2. Exercise testing may be very safe even in non-CAD cardiovascular diseases previously thought to be too high-risk for testing-related adverse events.
Primer: Exercise physiological testing measures maximal oxygen uptake (VO2max), which reflects the maximal ability of the patient to take in and utilize oxygen. An abnormally low VO2max indicates functional aerobic impairment, which can be due to reductions in maximum achievable heart rate, stroke volume, or altered relative concentrations of arterial and venous oxygen.
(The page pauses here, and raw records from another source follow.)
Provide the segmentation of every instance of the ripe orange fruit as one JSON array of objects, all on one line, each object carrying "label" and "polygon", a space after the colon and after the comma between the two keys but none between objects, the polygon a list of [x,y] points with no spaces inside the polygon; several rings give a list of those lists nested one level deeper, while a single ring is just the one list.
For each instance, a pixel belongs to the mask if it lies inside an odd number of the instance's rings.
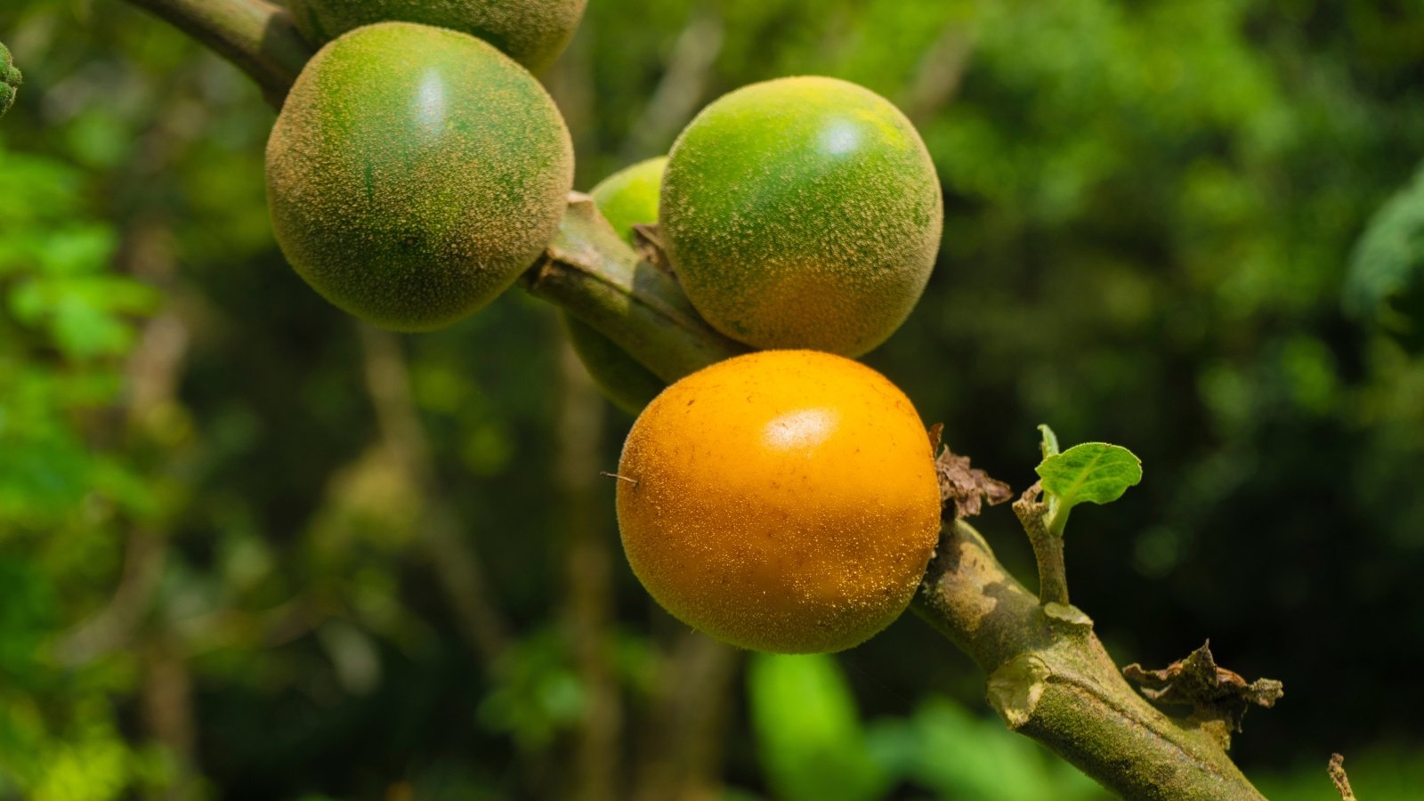
[{"label": "ripe orange fruit", "polygon": [[864,641],[904,611],[938,540],[914,406],[830,353],[748,353],[684,378],[634,423],[618,475],[618,527],[644,587],[745,648]]},{"label": "ripe orange fruit", "polygon": [[780,78],[708,105],[672,145],[662,239],[688,299],[756,348],[856,356],[909,316],[944,204],[914,125],[876,93]]}]

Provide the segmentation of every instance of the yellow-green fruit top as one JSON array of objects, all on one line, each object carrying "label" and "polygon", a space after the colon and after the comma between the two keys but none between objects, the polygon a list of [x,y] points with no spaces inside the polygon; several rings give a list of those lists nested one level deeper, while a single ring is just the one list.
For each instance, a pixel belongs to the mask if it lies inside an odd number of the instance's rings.
[{"label": "yellow-green fruit top", "polygon": [[661,228],[688,299],[722,334],[854,356],[920,299],[943,212],[904,114],[856,84],[796,77],[733,91],[686,127]]}]

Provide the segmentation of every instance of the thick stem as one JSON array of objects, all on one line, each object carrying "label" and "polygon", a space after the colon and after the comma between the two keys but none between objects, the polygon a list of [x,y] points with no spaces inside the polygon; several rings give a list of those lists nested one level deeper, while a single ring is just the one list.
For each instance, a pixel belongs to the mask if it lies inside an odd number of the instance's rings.
[{"label": "thick stem", "polygon": [[266,0],[128,0],[232,61],[281,108],[312,57],[286,9]]},{"label": "thick stem", "polygon": [[914,610],[990,674],[1010,728],[1125,798],[1260,800],[1209,733],[1122,678],[1087,621],[1049,616],[968,524],[948,524]]}]

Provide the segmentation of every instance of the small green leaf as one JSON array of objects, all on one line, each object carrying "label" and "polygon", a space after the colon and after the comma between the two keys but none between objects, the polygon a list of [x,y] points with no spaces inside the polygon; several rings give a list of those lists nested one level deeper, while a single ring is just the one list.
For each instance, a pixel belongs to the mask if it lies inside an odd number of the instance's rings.
[{"label": "small green leaf", "polygon": [[1048,423],[1040,423],[1038,430],[1044,435],[1044,440],[1038,445],[1038,449],[1044,452],[1044,459],[1058,456],[1058,435],[1054,433],[1054,429],[1048,428]]},{"label": "small green leaf", "polygon": [[1112,503],[1142,480],[1142,460],[1119,445],[1087,442],[1038,465],[1040,485],[1057,503],[1049,530],[1062,533],[1068,512],[1079,503]]}]

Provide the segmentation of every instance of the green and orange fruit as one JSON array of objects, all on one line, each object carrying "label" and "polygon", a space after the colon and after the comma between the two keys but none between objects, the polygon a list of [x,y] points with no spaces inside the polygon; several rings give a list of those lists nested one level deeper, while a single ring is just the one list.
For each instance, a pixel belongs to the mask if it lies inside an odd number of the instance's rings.
[{"label": "green and orange fruit", "polygon": [[914,308],[943,212],[900,110],[856,84],[795,77],[733,91],[682,131],[659,222],[713,328],[756,348],[854,356]]}]

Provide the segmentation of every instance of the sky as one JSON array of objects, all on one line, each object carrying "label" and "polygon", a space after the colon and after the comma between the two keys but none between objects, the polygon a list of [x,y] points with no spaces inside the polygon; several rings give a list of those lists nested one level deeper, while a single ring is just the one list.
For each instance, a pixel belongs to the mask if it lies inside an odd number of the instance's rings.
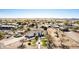
[{"label": "sky", "polygon": [[79,18],[79,9],[0,9],[0,18]]}]

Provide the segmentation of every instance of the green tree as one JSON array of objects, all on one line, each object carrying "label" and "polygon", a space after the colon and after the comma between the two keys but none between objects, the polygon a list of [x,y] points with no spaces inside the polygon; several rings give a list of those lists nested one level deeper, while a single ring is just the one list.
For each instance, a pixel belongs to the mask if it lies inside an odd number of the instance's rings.
[{"label": "green tree", "polygon": [[4,38],[4,33],[0,32],[0,40],[2,40]]}]

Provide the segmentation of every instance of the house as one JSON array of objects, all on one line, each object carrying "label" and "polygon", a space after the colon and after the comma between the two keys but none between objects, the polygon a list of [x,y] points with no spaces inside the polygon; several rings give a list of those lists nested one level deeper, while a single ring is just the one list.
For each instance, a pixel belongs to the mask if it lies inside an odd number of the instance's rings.
[{"label": "house", "polygon": [[0,30],[11,30],[15,29],[15,26],[13,25],[0,25]]}]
VO2 exercise testing has been utilized to measure exercise capacity and response to treatment in heart failure patients being considered for cardiac transplantation. Other indications for testing include differentiation of cardiac vs. pulmonary etiologies of dyspnea on exertion, and risk stratification in patients with coronary artery disease (CAD) and ischemic cardiomyopathy.
While several studies have demonstrated both the utility and safety of using exercise testing for prognostic monitoring in CAD and heart failure patients, use of this modality in patients with other forms of cardiovascular disease, such as aortic stenosis, hypertrophic cardiomyopathy (HCM), pulmonary hypertension, and congenital heart diseases, remains largely understudied. This paper attempts to answer the question of safety in these populations.
This [retrospective cohort] study: Cardiopulmonary exercise testing results from 5,060 cardiovascular disease patients with congestive heart failure, aortic stenosis, other valvular diseases, congenital heart disease, HCM, prior cardiac transplantation, pulmonary hypertension and other diseases were surveyed. Echocardiogram results were surveyed when available.
Most patients from this study had symptom-limited testing with termination due to fatigue, dyspnea or angina; the rest were from ECG changes, abnormal blood pressure, patient request or adverse events.
In total, 8 adverse events occurred (0.16%). Of these, none were fatal and 6 were sustained VT which terminated spontaneously. All 8 events occurred in males.
In sum: This large single-center retrospective analysis including several participants with a variety of cardiovascular diseases demonstrated a low rate of adverse events and no fatal outcomes from exercise testing.
Despite the strengths of patient diversity and participant number, the study’s generalizability may be limited by its occurrence at a single academic center. In addition, review of echocardiographic and other data in selected patients was over a wide period relative to timing of exercise testing, limiting accurate correlation of disease status at the time of testing.
In spite of these limitations, the study still demonstrates the safety of this modality in a varied high-risk disease population and warrants reevaluation of current contraindications for such testing.